CAES is available in the command line version of DER-VET only.
Note that when doing size optimization, the CAES is constrained to have an equal charge and discharge power capacity.
Inputs
HHV Heat Rate
Tag | Key | Description |
CAES | heat_rate_high | Higher heating value (HHV) heat rate for the CAES system in BTU/kWh, which expresses how much fuel is required to generate each kWh of electricity. This only considers the energy content of the fuel, not any electricity that was used to compress the air.

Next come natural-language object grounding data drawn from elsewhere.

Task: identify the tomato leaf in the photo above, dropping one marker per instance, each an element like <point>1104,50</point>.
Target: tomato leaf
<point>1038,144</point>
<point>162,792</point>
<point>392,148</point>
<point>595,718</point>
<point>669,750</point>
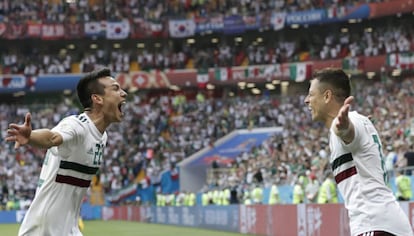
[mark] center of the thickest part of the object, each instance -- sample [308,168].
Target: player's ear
[96,99]
[327,95]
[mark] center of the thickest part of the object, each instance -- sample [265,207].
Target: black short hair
[336,80]
[89,85]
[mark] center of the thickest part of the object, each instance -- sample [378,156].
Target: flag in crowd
[181,28]
[117,30]
[352,64]
[223,74]
[300,71]
[202,77]
[402,61]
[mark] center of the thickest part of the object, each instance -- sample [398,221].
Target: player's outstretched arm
[343,126]
[23,134]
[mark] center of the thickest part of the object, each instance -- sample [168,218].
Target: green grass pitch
[125,228]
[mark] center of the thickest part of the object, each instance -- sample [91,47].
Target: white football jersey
[65,177]
[360,173]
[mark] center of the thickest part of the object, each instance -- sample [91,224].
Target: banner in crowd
[141,28]
[278,20]
[117,30]
[234,24]
[214,24]
[222,75]
[12,83]
[300,72]
[95,28]
[404,60]
[181,28]
[305,17]
[353,65]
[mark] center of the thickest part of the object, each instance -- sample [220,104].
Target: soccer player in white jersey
[75,147]
[356,158]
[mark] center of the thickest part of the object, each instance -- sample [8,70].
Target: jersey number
[98,154]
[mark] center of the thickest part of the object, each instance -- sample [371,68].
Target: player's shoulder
[355,116]
[79,120]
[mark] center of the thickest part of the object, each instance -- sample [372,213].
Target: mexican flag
[223,74]
[202,78]
[300,71]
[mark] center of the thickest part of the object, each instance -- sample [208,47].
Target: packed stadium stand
[161,49]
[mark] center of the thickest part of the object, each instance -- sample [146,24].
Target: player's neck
[98,119]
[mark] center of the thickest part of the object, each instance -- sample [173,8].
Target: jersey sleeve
[72,133]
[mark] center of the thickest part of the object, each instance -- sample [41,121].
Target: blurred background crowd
[162,128]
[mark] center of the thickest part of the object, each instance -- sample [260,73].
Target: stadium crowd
[160,131]
[333,44]
[385,36]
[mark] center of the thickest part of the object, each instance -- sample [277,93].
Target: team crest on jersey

This, along with the CAES energy ratio determine the overall efficiency of the system. |
Maximum Charging Power
Tag | Key | Description |
CAES | ch_max_rated | The electric power consumption of the compressors (and other equipment used to "charge" the CAES) when charging at full power. |
Maximum Discharging Power
Tag | Key | Description |
CAES | dis_max_rated | The electric power produced by the expanders when discharging at full power. |
Minimum Charging Power
Tag | Key | Description |
CAES | ch_min_rated | The electric power consumed by a single compressor (and other equipment used to "charge" the CAES) when operating at its minimum level. |
Minimum Discharging Power
Tag | Key | Description |
CAES | dis_min_rated | The electric power produced by a single expander when operating at its minimum level. |
Energy Capacity
Tag | Key | Description |
CAES | ene_max_rated | The kWh of electricity produced when discharging the CAES from its maximum pressure to its minimum pressure. This can be more than the kWh used to fully charge the system due to the fuel input. |
Upper Limit on State of Charge
Tag | Key | Description |
CAES | ulsoc | Not as meaningful for CAES, this input allows the user to restrict the usable energy capacity of the CAES by setting an upper limit on SOC. |
Lower Limit on State of Charge
Tag | Key | Description |
CAES | llsoc | Not as meaningful for CAES, this input allows the user to restrict the usable energy capacity of the CAES by setting a lower limit on SOC. |
Energy Ratio
Tag | Key | Description |
CAES | energy_ratio | The energy ratio is the ratio of kWh of electricity generated by the expanders to kWh of electricity consumed by the compressors. This includes the addition of fuel, so the energy ratio is usually above 1. |
Self Discharge Rate
Tag | Key | Description |
CAES | sdr | Much like for the generic energy storage technology, this represents the decay in stored energy (%/hr) when the system is not operating. |
Target SOC
Tag | Key | Description |
CAES | soc_target | Much like for the generic energy storage technology, this represents the SOC the CAES system will return to at the beginning and end of each optimization window. |
Startup Costs
Tag | Key | Description |
CAES | startup | Much like for the generic energy storage technology, this binary input represents the decision about whether or not to apply startup costs, which will apply a penalty every time the system starts its compressors or expanders. |
Charging Startup Cost
Tag | Key | Description |
CAES | p_start_ch | Much like for the generic energy storage technology, this input represents the financial cost of starting the compressors, applied only if the startup input is 1. |
Discharging Startup Cost
Tag | Key | Description |
CAES | p_start_dis | Much like for the generic energy storage technology, this input represents the financial cost of starting the expanders, applied only if the startup input is 1. |
Maximum Duration
Tag | Key | Description |
CAES | duration_max | Much like for the generic energy storage technology, this input represents the maximum ratio of discharge power to energy capacity the optimization will select when doing size optimization. |
Fuel Type
Tag | Key | Description |
CAES | fuel_type | The type of fuel used to power the CAES. Either 'liquid', 'gas', or 'other'. |